The Philippine Coast Guard and Navy have teamed up with the United States armed forces for training that aims to boost interoperability and maritime security operations, the US Embassy in Manila said in a statement.
The US said their military conducted a tactical combat casualty care training with the PCG North Eastern Luzon District from Oct. 4 to Oct. 6.
The embassy said this is the first time the US military was able to train with the PCG in North Eastern Luzon directly, with 20 Coast Guard personnel participating.
The training included theoretical and practical sessions of basic lifesaving and tactical combat casualty care, as the program aimed to improve local forces’ response in maritime security operations and search and rescue.
The Philippine Navy and the US Navy also launched the fourth installment of their annual joint exercises called “Sama-Sama 2021.”
The training aims to focus on transnational crime, counterterrorism, anti-piracy, and anti-narcotics, among other things, as it reconstitutes the Cooperation Afloat Readiness and Training (CARAT).
The United States described the training as proof of the “close relationship” between Manila and Washington in “promoting a free and open Indo-Pacific region by strengthening maritime law enforcement and maritime search and rescue.”

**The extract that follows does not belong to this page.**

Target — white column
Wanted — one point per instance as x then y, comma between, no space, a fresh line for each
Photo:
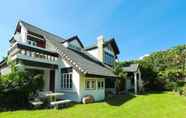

“It aims to enhance the interoperability of the region’s navies as they address maritime security concerns and preserve rules-based international order,” the Philippine Navy said in a statement.
“The training strengthened the medical capabilities of the participants who work in a wide range of environments during maritime and land-based operations,” the US embassy statement read.
“These skills can provide valuable skills in aiding both fellow PCG personnel, as well as any civilian personnel in need of aid,” it added.
While it was their first time to train with the US military, Lt. J.G. Dennis Rapal, chief of staff of the PCG North Eastern Luzon District, said they are hoping it would not be their last.
“This medical training will be a great benefit to the communities we serve, and we look forward to our continuing partnership,” Rapal noted.
According to the PH Navy, the French navy and the Japanese Maritime Self-Defense Force will be the observers of this year’s exercise.
A virtual ceremony was held on Monday.
Vice Admiral Adeluis Bordado, Philippine Navy’s flag officer-in-command, hoped that the exercise would help expand regional cooperation in the future.
He also sought for an intensified “information-sharing and coordination mechanisms.”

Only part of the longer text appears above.